The criminal charges represent a turning point in the scandal, which until now had yielded no public evidence that U.N. officials had broken any laws. Even so, the allegations of corruption have damaged Secretary General Kofi Annan's standing and have shaken confidence in the organization.
Monday's events also signaled that U.N. investigators and prosecutors have expanded their probes beyond the oil program to include allegations of corruption in other parts of the U.N. bureaucracy.
-- Colum Lynch
Lobbyist Abramoff, Associate
Are Indicted on Fraud Charges
Washington lobbyist Jack Abramoff and a business partner were indicted by federal grand jury in Fort Lauderdale, charged with five counts of wire fraud and one count of conspiracy in their purchase of a fleet of Florida gambling boats from a businessman who was later killed in a gangland-style hit.

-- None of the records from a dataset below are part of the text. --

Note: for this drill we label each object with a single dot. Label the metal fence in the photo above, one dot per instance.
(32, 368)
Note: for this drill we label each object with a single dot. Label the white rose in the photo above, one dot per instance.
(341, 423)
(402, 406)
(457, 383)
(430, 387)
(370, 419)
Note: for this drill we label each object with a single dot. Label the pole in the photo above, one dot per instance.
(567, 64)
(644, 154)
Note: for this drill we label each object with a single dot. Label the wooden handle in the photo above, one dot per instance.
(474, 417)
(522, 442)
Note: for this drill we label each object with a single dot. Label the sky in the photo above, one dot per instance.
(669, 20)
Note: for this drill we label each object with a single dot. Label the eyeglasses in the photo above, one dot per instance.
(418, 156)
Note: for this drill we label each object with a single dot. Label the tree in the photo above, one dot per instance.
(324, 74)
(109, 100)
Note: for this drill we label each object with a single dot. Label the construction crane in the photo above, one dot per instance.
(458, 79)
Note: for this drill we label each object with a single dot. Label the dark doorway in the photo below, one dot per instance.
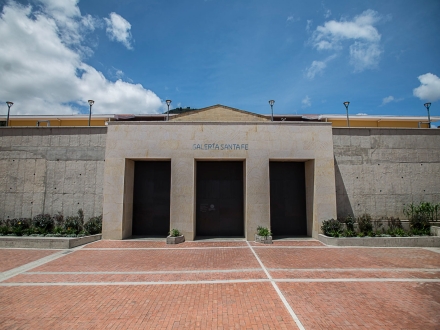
(151, 198)
(219, 199)
(288, 215)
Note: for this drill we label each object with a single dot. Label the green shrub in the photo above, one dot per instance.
(73, 225)
(263, 231)
(424, 210)
(365, 224)
(43, 222)
(174, 232)
(94, 225)
(20, 226)
(332, 228)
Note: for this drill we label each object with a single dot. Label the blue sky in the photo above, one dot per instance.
(130, 56)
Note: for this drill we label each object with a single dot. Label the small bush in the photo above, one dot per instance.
(174, 232)
(419, 223)
(21, 226)
(263, 231)
(94, 225)
(73, 225)
(332, 228)
(365, 224)
(43, 222)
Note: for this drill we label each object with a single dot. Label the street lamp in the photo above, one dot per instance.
(168, 113)
(271, 102)
(427, 105)
(9, 103)
(90, 113)
(346, 103)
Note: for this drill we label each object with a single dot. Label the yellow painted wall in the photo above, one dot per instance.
(376, 123)
(55, 122)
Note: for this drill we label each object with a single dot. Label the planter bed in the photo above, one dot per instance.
(413, 241)
(46, 242)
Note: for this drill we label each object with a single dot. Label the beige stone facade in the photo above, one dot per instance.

Abramoff, 46, was indicted along with Adam Kidan, the former owner of the Dial-A-Mattress franchise in Washington.
Five years ago, Abramoff, with Kidan and former Reagan administration official Ben Waldman, of Springfield, Va., took over SunCruz Casinos. The company operated a fleet of gambling boats from as many as 11 ports in Florida. While not detailed in the indictment, Abramoff leveraged his connections with members of Congress to advance the SunCruz deal, according to interviews and thousands of documents, court records and e-mails filed in related bankruptcy cases.
Abramoff's spokesman in New York, Andrew Blum, declined to comment, referring calls to Abramoff's Miami attorney, Neal Sonnett, who did not return calls. Kidan said in a statement he had cooperated with investigators and said, "I did nothing wrong and these allegations are totally unfounded."
Each of the six counts in the indictment could be punished by up to five years in prison and a $250,000 fine. Federal authorities also are seeking $60 million from Abramoff and Kidan, the money lost by a lender they sought out to help finance the cruise ships purchase.
The indictment marks the first charges against Abramoff in a series of investigations that have swirled around the well-known lobbyist.